Il governatore della Regione, ruolo istituzionale di grande rilievo che fa da trade union tra le istanze del territorio e l’esecutivo centrale. Diventato ancora più rilevante da quando esiste l’elezione diretta, solo la Val D’Aosta e il Trentino Alto Adige lo eleggono diversamente. Si è imparato a conoscerlo maggiormente durante il lockdown e l’interazione (eufemismo) con il governo romano.
Iniziando dalla Liguria con Giovanni Toti, molto orgoglioso per l’ultimazione del viadotto Polcevera, manca solo l’asfalto e i lavori non si sono fermati durante la quarantena.
Luca Zaia del Veneto considerato l’alternativa moderata a Salvini, sempre tra gli operatori sanitari durante la chiusura e con un atteggiamento deciso, fermo ma rassicurante. Idem Stefano Bonaccini dell’Emilia Romagna. Molto controverso nella gestione dell’emergenza Coronavirus è Attilio Fontana della Lombardia.
Nello Musumeci della Trinacria apprezzato nella pandemia, criticato (perifrasi) per avere nominato assessore ai Beni culturali e Identità siciliana il leghista Alberto Samonà.
Nel gradimento secondo solo a Zaia, Vincenzo De Luca, pittoresco, degno dei migliori cabarettisti, una mimica notevole ma molto molto amato in una regione difficile come la Campania, il suo mantra: ordine, rigore, efficienza. L’ultima campagna per contrastare gli eccessi della movida: “Cafoni zero”.
I governatori, quando competenti ed efficienti, godono della fiducia dei concittadini, perché avvertono la presenza dello Stato. Siano di destra o di sinistra, sono la migliore risposta alla richiesta delle persone.
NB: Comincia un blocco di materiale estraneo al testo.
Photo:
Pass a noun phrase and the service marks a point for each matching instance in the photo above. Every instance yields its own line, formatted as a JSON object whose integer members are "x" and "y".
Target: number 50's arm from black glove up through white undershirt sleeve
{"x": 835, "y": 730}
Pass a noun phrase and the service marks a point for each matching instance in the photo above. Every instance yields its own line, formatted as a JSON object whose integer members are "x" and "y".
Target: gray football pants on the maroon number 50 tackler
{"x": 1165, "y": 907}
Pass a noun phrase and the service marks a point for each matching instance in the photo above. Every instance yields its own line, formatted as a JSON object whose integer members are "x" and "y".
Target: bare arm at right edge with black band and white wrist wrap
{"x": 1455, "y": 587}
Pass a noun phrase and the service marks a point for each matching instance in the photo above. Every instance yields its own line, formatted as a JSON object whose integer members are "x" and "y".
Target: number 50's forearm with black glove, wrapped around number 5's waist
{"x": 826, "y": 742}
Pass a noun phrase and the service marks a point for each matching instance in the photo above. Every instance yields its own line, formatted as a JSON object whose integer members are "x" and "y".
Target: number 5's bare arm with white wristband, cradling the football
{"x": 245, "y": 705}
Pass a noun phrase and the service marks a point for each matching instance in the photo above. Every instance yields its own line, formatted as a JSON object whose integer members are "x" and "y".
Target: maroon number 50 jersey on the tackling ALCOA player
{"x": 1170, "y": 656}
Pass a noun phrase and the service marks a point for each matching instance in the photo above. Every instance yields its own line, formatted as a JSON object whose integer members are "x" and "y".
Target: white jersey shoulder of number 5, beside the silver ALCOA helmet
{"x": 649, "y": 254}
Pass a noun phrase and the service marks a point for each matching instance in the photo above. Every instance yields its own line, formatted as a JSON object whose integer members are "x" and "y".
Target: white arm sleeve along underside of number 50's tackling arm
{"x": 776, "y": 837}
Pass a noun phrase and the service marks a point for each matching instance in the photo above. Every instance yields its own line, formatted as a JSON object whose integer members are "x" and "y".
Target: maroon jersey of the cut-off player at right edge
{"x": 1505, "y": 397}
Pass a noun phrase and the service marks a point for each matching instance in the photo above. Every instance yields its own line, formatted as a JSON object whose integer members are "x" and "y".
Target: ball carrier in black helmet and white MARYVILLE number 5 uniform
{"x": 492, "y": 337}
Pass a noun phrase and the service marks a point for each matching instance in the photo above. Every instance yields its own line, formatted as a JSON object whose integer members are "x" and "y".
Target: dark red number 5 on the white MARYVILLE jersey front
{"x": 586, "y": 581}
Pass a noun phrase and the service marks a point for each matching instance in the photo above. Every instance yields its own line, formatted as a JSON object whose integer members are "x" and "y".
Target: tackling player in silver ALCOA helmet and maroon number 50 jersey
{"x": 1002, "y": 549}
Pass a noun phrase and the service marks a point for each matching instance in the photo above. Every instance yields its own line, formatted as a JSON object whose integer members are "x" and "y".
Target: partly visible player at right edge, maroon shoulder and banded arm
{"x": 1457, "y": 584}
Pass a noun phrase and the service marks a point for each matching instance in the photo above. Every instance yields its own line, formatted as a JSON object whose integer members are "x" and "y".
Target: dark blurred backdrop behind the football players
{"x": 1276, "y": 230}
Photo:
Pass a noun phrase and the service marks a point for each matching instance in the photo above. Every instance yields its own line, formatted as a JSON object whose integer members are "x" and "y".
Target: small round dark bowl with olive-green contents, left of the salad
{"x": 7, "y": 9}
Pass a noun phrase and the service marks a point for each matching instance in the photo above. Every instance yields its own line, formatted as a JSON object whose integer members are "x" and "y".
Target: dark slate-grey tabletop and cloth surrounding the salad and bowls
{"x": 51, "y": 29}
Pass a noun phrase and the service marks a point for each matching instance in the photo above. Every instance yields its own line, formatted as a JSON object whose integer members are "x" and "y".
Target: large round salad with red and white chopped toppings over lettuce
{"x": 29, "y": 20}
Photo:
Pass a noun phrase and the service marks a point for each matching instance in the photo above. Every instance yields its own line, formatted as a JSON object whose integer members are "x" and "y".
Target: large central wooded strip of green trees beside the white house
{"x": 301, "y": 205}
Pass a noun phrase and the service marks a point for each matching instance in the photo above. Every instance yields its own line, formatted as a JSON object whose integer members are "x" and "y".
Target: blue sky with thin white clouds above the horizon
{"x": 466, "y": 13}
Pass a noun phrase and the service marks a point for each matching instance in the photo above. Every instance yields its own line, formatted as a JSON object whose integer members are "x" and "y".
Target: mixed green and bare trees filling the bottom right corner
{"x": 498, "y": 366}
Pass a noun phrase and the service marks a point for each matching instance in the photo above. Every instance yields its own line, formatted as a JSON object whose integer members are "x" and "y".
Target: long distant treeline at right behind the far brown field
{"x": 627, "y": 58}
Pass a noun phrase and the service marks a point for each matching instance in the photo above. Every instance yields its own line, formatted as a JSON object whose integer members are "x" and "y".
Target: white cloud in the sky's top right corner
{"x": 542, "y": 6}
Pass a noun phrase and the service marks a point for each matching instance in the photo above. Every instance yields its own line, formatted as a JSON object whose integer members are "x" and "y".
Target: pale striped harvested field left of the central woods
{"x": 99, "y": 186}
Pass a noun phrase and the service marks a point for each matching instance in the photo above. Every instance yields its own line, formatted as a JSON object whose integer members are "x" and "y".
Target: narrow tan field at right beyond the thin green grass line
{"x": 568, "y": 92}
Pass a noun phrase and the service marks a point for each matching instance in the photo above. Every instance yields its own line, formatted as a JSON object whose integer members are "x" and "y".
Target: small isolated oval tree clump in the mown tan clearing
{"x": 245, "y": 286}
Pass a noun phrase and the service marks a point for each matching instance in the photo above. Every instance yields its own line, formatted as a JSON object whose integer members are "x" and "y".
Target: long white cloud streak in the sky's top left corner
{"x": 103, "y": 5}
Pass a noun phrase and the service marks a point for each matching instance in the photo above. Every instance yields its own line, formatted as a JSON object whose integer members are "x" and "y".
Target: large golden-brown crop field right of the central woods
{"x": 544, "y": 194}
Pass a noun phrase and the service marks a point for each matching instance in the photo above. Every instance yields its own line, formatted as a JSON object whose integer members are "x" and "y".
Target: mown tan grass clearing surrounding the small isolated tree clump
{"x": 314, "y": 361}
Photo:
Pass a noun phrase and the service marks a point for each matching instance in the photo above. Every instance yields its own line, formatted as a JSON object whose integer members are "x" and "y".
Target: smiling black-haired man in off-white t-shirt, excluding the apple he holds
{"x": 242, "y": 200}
Ovviamente tutto è migliorabile e probabilmente vanno riviste le materie a doppia competenza, la dimostrazione è stato il virus, e la sanità è una di queste e la polemica sfociata in una rissa parlamentare tra pentastellati e leghisti lo conferma, ma sono lo “strumento” affinché le persone si riavvicinino alla politica.